Joe Flood – Throwin’ down roots
Joe Flood literally wears his influences on the sleeve of his Diesel Only debut, Cripplin’ Crutch. Strumming an acoustic guitar at an old upright piano, he’s framed by a trio of album covers. Lead Belly is flanked by Johnny Cash, as if to underscore a New York Times pronouncement that Flood’s musky baritone “perfectly straddles the fence between country and blues.” Less predictable is the man who tops the trinity: Hoagy Carmichael.
“When I was playing a lot of swing jazz, I really got into the whole Tin Pan Alley songwriter thing,” Flood explains. “And Hoagy Carmichael is unique. So many of his songs were nostalgic about a rural America that was already gone when he was writing about it — ‘Georgia On My Mind’, ‘Up The Lazy River’. At the same time, he was one of the only major American pop songwriters who maintained a connection with the early jazz, which was urban and uptown.”
Flood himself is a countrypolitan whose songs have been covered by everyone from The Band and the Bottle Rockets to retro-swingers the Flying Neutrinos.

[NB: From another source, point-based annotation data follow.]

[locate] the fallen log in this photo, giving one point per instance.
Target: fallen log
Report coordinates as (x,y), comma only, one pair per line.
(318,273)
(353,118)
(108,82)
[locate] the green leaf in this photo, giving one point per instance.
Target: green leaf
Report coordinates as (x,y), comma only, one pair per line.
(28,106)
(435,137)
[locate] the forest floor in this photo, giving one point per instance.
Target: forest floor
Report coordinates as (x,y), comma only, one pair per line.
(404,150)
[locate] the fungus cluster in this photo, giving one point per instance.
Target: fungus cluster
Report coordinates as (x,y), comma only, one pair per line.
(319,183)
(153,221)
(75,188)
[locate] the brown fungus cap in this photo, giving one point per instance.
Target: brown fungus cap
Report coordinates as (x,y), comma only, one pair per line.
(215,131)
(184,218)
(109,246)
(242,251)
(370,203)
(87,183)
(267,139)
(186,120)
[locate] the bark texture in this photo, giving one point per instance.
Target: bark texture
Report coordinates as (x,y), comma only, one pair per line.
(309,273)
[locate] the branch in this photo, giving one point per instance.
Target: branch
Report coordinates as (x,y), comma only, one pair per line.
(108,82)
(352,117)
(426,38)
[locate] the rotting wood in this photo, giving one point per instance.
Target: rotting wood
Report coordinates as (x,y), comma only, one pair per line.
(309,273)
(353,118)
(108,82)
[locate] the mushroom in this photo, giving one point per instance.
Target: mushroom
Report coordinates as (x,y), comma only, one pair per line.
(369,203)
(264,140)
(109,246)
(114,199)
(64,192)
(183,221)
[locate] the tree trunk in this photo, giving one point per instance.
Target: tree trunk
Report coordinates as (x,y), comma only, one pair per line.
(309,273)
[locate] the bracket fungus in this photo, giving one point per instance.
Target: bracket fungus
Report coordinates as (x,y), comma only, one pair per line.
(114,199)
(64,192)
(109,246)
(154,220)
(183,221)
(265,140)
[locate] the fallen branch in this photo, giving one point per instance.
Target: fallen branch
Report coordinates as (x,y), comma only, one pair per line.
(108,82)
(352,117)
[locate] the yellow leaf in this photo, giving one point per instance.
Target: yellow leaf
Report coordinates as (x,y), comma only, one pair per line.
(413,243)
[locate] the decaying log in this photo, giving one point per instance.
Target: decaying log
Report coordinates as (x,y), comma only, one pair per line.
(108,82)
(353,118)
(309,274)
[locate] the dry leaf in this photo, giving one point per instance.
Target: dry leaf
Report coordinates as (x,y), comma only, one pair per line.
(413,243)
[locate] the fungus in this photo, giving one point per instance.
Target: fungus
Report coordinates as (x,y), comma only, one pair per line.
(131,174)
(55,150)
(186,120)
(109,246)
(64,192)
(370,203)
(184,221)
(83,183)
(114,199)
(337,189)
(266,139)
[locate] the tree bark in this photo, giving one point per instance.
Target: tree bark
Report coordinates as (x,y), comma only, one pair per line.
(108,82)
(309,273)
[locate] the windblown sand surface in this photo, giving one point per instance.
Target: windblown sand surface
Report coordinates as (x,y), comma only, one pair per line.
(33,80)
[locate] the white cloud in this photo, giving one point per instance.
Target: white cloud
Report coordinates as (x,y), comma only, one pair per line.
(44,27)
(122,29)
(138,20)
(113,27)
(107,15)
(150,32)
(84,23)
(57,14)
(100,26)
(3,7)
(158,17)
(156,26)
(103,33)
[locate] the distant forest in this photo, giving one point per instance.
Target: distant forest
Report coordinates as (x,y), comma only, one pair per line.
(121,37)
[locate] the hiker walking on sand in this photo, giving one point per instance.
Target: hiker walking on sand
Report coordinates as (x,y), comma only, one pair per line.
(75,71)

Laura Cantrell snapped up the new album’s “All The Same To Me”, with its typically witty wordplay: “I’d like to buy the world an aspirin/And slip it in their Coke.”
Produced by Eric “Roscoe” Ambel, Cripplin’ Crutch is Flood’s second full-length CD (Hotel Albert was self-released in 1997). But the 40-year-old troubadour makes up for lost time with a fistful of Flood classics, ranging from roadhouse rockers to the elegiac “Shades of Gray”.

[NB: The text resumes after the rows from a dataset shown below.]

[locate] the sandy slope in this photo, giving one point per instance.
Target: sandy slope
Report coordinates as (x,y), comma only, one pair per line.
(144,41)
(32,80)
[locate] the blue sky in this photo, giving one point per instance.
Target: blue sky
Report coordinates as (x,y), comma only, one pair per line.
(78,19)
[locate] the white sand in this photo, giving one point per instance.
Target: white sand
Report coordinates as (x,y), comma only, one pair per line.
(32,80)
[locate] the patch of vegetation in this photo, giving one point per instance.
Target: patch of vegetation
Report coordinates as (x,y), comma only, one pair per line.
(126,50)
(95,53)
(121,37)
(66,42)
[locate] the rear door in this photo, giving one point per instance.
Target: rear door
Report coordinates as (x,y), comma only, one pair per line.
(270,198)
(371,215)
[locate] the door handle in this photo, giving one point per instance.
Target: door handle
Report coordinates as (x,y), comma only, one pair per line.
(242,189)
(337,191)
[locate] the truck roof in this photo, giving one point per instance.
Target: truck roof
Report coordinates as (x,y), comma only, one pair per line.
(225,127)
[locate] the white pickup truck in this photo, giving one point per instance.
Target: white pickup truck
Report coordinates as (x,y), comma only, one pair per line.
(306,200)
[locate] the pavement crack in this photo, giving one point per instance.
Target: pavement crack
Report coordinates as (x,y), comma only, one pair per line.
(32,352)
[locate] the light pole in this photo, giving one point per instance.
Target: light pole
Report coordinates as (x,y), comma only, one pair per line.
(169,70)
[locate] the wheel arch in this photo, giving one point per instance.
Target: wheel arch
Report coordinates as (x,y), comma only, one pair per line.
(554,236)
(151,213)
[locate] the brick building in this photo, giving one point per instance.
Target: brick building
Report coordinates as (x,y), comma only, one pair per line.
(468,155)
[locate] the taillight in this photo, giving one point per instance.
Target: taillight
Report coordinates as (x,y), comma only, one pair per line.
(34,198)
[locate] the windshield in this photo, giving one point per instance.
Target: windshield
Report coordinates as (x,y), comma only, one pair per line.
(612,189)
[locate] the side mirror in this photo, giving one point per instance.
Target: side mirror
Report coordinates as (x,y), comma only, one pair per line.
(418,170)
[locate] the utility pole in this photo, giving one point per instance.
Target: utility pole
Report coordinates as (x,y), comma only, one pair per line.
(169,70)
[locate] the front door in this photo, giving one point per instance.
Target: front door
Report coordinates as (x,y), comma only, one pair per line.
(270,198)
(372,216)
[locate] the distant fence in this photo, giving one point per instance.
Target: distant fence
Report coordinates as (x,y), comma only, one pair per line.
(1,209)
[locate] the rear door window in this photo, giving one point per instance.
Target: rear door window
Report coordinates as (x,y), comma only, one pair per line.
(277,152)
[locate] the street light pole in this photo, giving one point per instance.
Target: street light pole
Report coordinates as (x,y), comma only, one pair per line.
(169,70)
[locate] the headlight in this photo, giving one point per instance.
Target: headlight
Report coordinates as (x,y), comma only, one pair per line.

“I had the benefit of growing up with my older brothers and sisters’ record collections,” says Flood, the youngest of 11 kids who all “liked to play music for fun.” While his ’70s peers in suburban Connecticut spun disco, Flood soaked up Sun singles and followed Woody Guthrie’s lead to the open road. After busking around the States with his guitar, mandolin and fiddle, he hit the streets of Paris, then looped back to Woodstock, New York, in the mid-1980s. There he crossed paths with Richard Manuel, who recruited Flood to co-write material for his first post-Band solo project.
“Then Richard killed himself, and that put an end to that,” says Flood, who fled back to Europe to recover from the shock. But his connection with The Band, who eventually recorded his song “Move To Japan”, continues to this day. “Niagara”, with its catchy “water town border town” chorus, was co-written with present-day Band guitarist Jimmy Wieder. And “Automatic Monkey”, his pitch-perfect portrait of a working-class stiff who’s “got a chain hooked to his wallet that rattles when he walks,” was inspired by Levon Helm.

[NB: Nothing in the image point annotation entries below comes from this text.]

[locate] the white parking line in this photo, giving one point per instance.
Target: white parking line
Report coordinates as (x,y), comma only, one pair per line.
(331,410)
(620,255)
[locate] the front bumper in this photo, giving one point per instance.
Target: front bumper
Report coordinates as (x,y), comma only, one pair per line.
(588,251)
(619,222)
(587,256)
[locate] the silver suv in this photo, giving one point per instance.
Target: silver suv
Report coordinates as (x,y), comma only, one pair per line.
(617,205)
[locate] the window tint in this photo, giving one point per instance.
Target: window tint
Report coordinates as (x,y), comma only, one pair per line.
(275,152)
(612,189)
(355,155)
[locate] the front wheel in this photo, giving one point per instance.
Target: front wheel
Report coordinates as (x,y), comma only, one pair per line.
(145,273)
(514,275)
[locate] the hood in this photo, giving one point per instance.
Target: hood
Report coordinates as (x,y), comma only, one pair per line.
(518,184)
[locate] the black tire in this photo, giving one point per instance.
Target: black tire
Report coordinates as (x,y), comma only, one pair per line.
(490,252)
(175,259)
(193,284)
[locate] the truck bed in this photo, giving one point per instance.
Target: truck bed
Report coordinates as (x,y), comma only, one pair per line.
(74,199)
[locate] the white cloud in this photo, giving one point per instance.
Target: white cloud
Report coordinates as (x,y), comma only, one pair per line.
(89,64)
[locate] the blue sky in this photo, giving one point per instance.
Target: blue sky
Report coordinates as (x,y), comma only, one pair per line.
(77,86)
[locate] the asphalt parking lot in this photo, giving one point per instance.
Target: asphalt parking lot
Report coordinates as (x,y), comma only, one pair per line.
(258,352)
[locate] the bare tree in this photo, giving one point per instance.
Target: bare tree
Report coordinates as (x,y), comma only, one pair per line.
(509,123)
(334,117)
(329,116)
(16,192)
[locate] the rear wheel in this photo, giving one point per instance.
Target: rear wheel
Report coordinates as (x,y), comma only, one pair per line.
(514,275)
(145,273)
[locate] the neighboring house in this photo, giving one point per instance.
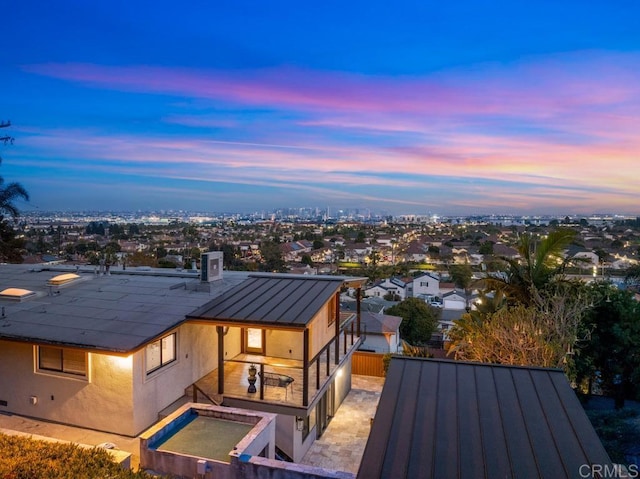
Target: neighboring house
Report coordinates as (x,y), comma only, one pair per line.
(111,352)
(586,259)
(456,300)
(396,286)
(294,250)
(357,252)
(439,418)
(380,333)
(426,285)
(416,251)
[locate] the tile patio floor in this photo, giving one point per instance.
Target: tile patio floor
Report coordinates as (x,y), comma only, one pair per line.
(341,446)
(339,449)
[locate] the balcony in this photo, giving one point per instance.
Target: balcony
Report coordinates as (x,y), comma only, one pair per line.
(320,369)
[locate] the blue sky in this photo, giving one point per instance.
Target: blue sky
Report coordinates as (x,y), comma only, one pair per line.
(415,107)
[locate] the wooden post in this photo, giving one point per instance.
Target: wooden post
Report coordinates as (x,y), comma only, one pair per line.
(261,381)
(305,367)
(337,321)
(220,331)
(358,290)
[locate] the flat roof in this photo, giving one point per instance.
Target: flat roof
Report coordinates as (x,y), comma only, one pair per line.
(449,419)
(117,312)
(276,300)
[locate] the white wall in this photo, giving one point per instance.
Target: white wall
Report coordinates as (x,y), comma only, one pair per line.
(284,344)
(196,356)
(102,402)
(426,285)
(320,332)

On “Big Daddy Blues”, penned with longtime collaborator Jono Manson, Flood invokes his New York bar-band days. At the turn of the ’90s, upstarts such as Blues Traveler were following a trail blazed by the Worms, the Surreal McCoys, and Flood’s own Mumbo Gumbo, who ruled Sunday nights at the Rodeo Bar. On any given night, anyone from Pinetop Perkins to Joe Ely might sit in, and every chick on the scene was convinced she embodied Flood’s fabled “Miss Fabulous”. Miss Fab hit the big screen in the 1996 comedy Kingpin, and other Flood songs have since been tapped by Hollywood.
“If I could stay at home and write for other people, I’d be really happy,” says Flood, who retired from active performing when he resettled in Connecticut to raise a family. After two decades of hustling hand-to-mouth gigs, he now has his first-ever full-time position: he’s a job coach for people with disabilities.
As for his musical career, Flood follows his own advice: “If you want to get covers, you have to make a record. And if it’s a good record, people are going to listen to it, and they’ll find the song they like.”